有錢便是大爺,裴老龜此時也有了大爺的範兒,抱著手圓瞪著小販。小販趕緊賠笑,手上麻利的盛了兩碗魚粥,裝好了,又撒上了自製的特別小菜,這才遞給了裴老龜。
裴老龜接過來就走,話也不想多說,心想真是倒黴,過一個節日,窮人總是遭罪。
“您慢走嘞客官,記得把碗退回來,可以退一文錢呢!”
在小販的吆喝聲裏,在熙熙攘攘的揚州街上,裴老龜端著兩碗魚粥,快步走進了大明寺裏。
裴老龜到禪房的時候,師娘尚在梳妝打扮,哼著小曲,心情大好。

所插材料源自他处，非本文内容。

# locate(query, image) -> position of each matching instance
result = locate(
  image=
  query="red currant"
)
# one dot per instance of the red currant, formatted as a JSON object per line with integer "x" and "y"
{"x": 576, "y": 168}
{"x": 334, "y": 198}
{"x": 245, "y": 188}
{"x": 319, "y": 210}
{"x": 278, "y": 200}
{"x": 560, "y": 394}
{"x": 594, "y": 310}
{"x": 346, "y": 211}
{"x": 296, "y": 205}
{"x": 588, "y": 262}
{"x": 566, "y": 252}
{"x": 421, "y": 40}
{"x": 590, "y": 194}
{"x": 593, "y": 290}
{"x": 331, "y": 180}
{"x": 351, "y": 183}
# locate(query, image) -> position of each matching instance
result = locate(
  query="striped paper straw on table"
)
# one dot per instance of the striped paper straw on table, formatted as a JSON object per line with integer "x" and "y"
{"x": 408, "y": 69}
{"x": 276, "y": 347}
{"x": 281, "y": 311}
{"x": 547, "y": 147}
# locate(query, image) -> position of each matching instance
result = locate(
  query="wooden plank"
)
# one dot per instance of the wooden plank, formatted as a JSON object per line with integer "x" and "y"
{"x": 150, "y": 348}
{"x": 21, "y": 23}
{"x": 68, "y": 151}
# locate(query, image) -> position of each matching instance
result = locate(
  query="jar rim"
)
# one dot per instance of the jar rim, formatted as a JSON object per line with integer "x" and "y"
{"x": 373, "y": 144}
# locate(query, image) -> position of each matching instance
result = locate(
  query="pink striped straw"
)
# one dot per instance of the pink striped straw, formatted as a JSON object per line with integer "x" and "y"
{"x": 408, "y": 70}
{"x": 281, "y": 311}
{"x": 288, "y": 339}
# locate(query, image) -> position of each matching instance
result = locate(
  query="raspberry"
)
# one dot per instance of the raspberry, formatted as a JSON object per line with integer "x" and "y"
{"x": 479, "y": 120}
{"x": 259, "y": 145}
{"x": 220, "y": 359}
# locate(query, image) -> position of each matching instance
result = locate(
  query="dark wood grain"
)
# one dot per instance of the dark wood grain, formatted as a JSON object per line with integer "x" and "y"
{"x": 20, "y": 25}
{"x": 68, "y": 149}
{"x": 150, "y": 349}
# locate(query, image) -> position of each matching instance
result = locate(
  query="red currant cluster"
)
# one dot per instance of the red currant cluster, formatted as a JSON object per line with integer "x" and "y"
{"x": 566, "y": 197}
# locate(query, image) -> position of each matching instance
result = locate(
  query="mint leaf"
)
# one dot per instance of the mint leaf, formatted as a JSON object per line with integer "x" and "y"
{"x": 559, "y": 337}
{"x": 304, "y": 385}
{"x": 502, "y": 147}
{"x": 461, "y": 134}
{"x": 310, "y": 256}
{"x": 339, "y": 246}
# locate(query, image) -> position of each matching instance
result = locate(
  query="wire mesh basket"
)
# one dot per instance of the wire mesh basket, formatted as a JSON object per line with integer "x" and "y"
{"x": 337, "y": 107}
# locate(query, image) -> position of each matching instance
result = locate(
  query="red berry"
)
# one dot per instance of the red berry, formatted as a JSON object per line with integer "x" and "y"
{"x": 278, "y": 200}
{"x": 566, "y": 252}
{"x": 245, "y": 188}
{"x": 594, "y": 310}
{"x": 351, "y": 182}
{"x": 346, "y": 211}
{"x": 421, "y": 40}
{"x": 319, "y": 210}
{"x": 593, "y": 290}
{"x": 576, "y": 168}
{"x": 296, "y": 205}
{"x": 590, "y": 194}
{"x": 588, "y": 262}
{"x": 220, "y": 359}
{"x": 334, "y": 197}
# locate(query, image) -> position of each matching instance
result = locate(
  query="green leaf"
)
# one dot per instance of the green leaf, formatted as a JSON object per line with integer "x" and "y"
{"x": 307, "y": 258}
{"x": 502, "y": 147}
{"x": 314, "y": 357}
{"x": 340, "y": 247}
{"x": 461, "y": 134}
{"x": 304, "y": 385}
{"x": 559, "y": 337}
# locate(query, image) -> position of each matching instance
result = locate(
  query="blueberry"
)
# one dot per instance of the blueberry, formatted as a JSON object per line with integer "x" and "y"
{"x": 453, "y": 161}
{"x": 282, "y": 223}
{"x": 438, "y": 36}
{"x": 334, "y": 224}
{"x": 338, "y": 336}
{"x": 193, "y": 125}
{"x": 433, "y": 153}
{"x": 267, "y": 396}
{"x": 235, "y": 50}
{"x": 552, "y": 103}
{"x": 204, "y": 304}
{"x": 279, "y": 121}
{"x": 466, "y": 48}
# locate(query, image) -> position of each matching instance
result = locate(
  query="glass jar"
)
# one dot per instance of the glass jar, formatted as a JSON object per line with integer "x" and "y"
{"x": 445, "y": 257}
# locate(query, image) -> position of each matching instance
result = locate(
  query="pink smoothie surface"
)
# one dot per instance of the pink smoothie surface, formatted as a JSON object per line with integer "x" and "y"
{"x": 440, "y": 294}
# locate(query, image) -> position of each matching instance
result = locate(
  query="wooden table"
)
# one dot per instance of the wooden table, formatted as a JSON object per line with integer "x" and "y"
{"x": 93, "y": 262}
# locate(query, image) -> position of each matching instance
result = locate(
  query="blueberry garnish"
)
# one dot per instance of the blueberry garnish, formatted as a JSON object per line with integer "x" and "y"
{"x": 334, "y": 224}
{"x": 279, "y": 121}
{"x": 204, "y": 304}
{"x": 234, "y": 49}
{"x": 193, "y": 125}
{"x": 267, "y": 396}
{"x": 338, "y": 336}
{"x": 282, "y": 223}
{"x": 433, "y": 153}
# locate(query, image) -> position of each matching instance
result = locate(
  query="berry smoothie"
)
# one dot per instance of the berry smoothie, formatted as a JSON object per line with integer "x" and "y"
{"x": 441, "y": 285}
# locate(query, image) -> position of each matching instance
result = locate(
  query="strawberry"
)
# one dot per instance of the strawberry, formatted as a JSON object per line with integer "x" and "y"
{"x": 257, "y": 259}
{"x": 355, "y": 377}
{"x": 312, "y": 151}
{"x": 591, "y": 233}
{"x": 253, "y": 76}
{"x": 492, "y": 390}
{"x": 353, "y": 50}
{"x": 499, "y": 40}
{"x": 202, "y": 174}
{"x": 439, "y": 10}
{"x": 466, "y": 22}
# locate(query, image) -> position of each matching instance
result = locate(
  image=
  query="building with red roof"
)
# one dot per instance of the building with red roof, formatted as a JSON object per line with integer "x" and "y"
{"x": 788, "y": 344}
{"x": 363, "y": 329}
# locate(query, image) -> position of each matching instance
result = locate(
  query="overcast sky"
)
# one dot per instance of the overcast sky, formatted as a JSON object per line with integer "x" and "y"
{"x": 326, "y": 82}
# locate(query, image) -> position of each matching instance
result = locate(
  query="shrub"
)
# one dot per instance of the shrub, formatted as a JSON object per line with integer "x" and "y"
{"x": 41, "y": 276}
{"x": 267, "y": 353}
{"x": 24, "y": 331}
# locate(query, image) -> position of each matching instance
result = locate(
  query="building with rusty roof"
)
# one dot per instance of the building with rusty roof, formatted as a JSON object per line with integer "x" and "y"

昨夜和裴老龜放了一晚上的煙花,她整個人精神煥發,年輕了好幾歲一般。
“老婆娘,吃飯了!”裴老龜把魚粥放在桌上,師娘梳妝洗漱罷了,美滋滋的吃起來。
“怎麽的老龜?”師娘一邊享用魚粥,一邊怪笑的盯著裴老龜:“是不是走路走走不穩了?”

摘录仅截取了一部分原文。